Because of the security vulnerabilities often introduced by
setuid
and setgid
programs, a blog post by
Konstantin Ivanov here
suggests removing (or partly disabling) many of the less commonly used
setuid
and setgid
programs – they introduce
potential vulnerabilities for little advantage.
Unix systems keep track of two facts about a running process – the process’s “real user ID” (that is, the user ID of the user who created the process), and its “effective user ID” (which represents the permissions the process is currently acting with, and might be different to the real user ID).
For most programs, the two are exactly the same. For
setuid
programs, however, the operating system sets the
real user ID (abbreviated “rUID”) as per usual, but sets the effective
user ID (abbreviated “eUID”) to the owner of the executable file being
run. (You might think of the “real” user as being the user who actually
invoked the command, and the “effective” user as being the user whose
privileges are currently being used.)
The Linux C functions getuid
and geteuid
are used to determine at runtime what the
rUID and eUID are. This is how a program like su
can tell
whether it is being run as a setuid, root-owned program – it’s eUID
should be 0. (Linux also has something called a “saved
user ID”, used for the situation where a program mostly
needs to run as root, but temporarily needs to run some actions as a
non-privileged user. However, we will leave discussion of it until a
later lab.)
Compile the following program:
#include <stdio.h>
#include <stdlib.h>
#include <sys/types.h>
#include <unistd.h>
int main() {
uid_t ruid = getuid();
uid_t euid = geteuid();
printf("real uid is: %d\n", ruid);
printf("effective uid is: %d\n", euid);
return EXIT_SUCCESS;
}
Compare the results it gives when run with the results it gives after you change its owner to root and make it a setuid program, and make sure you understand why you see the results you do.

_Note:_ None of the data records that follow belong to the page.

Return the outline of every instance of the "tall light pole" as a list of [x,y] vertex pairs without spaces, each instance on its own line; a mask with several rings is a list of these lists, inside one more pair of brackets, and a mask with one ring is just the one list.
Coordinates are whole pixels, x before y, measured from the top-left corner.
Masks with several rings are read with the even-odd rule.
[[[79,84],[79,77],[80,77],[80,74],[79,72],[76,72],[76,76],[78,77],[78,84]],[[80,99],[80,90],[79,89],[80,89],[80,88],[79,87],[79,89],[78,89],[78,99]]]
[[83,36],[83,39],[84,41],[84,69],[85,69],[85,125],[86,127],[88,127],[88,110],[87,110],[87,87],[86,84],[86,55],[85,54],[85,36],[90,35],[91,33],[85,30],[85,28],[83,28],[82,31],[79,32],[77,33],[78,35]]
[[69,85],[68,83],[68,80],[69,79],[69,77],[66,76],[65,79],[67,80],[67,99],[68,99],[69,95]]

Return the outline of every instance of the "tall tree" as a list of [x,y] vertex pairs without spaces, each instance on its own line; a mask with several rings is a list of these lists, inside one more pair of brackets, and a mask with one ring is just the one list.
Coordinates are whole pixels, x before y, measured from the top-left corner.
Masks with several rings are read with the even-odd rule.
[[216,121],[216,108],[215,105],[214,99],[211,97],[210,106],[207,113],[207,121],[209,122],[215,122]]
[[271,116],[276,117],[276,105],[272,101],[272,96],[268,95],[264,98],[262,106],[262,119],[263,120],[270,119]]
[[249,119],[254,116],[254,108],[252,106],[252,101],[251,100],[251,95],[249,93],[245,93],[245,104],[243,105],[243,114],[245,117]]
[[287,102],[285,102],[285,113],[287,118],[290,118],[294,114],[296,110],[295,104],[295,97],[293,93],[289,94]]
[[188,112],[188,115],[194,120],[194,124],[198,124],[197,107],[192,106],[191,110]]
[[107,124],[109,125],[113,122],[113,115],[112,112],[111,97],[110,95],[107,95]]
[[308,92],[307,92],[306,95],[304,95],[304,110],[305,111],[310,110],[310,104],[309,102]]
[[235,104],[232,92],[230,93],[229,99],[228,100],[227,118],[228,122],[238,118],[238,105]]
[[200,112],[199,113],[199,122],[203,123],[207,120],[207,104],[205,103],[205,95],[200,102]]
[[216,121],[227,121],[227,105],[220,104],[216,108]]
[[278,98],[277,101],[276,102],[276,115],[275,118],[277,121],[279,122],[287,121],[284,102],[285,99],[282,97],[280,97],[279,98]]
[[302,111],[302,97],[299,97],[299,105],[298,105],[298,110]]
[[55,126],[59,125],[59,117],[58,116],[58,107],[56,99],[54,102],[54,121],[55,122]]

So, we know that we should use elevated privileges for as short a time as possible, and then relinquish them. How do we do that?
The Linux C function seteuid
6 lets us change our eUID; to drop
privileges, we just change our eUID so that it’s the same as our
rUID.
However, there are some pitfalls to be aware of when relinquishing privileges: read the Software Engineering Institute’s web page on relinquishing permissions for an explanation of some of the issues.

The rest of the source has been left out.